Very few stocks during the run from the March lows offered better return opportunities than the major investment banks.

Goldman Sachs ( GS), for example, after bottoming below $50 a share before the start of the year, closed on Tuesday at $176.51.

Morgan Stanley ( MS), at one point thought to be in real trouble of 'Lehman-like' dissolution and priced at under $7 closed on Tuesday at $33.70.

Much of the recovery that these shares have seen is merely because these institutions didn't see the end that some predicted for them. It now appears certain that these two, along with the other consolidated powerhouse JPMorgan Chase ( JPM) will be the three strongest investment banks survivors of last year's carnage.

And here's where the cynicism starts to figure in.
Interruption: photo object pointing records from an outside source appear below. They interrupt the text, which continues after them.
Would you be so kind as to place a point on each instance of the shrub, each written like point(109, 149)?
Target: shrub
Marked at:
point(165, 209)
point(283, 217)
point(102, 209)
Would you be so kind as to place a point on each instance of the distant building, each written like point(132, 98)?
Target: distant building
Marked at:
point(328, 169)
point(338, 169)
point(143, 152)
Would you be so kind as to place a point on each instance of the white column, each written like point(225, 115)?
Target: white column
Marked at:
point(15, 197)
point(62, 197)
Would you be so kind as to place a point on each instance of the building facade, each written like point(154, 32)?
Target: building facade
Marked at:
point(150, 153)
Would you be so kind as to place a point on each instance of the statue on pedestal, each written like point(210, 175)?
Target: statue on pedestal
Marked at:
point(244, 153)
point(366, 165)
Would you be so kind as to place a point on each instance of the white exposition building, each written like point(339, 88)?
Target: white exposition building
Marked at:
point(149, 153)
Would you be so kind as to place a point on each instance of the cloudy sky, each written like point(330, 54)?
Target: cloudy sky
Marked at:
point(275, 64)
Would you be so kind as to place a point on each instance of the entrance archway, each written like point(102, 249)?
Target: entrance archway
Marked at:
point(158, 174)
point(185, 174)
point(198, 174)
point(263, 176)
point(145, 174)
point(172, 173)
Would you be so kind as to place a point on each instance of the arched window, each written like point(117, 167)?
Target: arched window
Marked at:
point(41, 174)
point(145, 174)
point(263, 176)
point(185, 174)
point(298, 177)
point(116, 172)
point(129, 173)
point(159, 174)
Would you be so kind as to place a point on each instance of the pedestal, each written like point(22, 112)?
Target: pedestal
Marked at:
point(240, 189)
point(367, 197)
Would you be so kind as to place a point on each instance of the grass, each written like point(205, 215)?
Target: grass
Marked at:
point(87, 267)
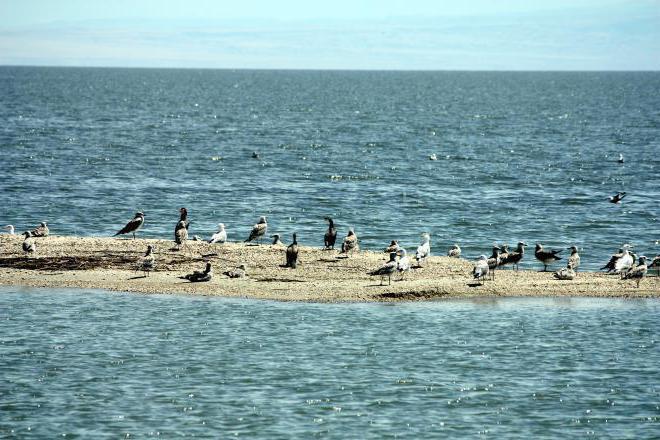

With all the anger, bailout money, congressional hearings and proposed legislation, it seems also clear that all the mechanisms that allowed these banks to make outsized profits from easy leveraged capital and monopolized derivative markets are still firmly in place and unlikely to change.

Profits for the biggest banks are poised to break all records in this recession year. Between Goldman, Morgan Stanley and JPMorgan, Bloomberg News estimates a $30 billion bonus pool this year, up 60% from last year and the highest since 2007.

Now, we can all be outraged at this, and we should be. But, better yet, we should try to make some money from it instead.